O que era claro agora é escuridão
E a tempestade cede a esta demora
Inscrita na distância da tua ausência.
Só das pedras que carrego no meu peito
Conheço a inexorável permanência
E a insustentável tristeza a que sujeito
A dor de te ter perdido para sempre.
Se havia estrelas, todas soçobraram.
Se os rouxinóis cantavam, já se calaram.
Agora nada é como antigamente.
Este rasto sombrio em que a alegria
Não é mais que uma ruína e uma injúria.
11.
Abandono o edifício com a kalashnikov nos braços,
Aponto ao infinito e volto à infância.
Estava aqui uma maçã que se perdeu,
Talvez pela linguagem volte a tê-la,
Talvez pelo enigma a recupere.
Se me chamares rebelde ninguém me irá deter,
Não sei que horas são, não sei se é noite ou dia,
O passado e o presente hão-de ser o meu futuro.
O mundo em volta é um chão de campas rasas,
Mas o princípio do sonho ainda perdura
Sob a sumptuosa ansiedade que me rodeia.
Ignoro onde estarei para lá da cordilheira.
Creio na terra viva e na poesia
Com que o pensamento se ergue para o espaço.
12.
Bendito todo o mal que me foi feito
E o exército de piolhos que me infestou o corpo.
Bendito o ar imundo que me provocou o vómito
E a pedra que se atravessou no meu caminho.
E mais bendito ainda o osso que nunca se partiu,
E o muro que a meus pés foi levantado.
Bendita a relação carnal que mantive com o mistério
E a um só tempo foi profana e foi divina.

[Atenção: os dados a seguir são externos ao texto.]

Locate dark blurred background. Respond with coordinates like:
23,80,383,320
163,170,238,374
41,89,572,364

Bendito o avc e o enfarte que me tocaram.
Bendita a orfandade que ensombreceu a minha infância
E as balas tracejantes que violaram o céu do paraíso.
Benditos os ódios e as paixões que suscitei.
Bendita a inquietação que jamais me abandonou.
Bendito coração que resistiu a tudo e me tem mantido vivo.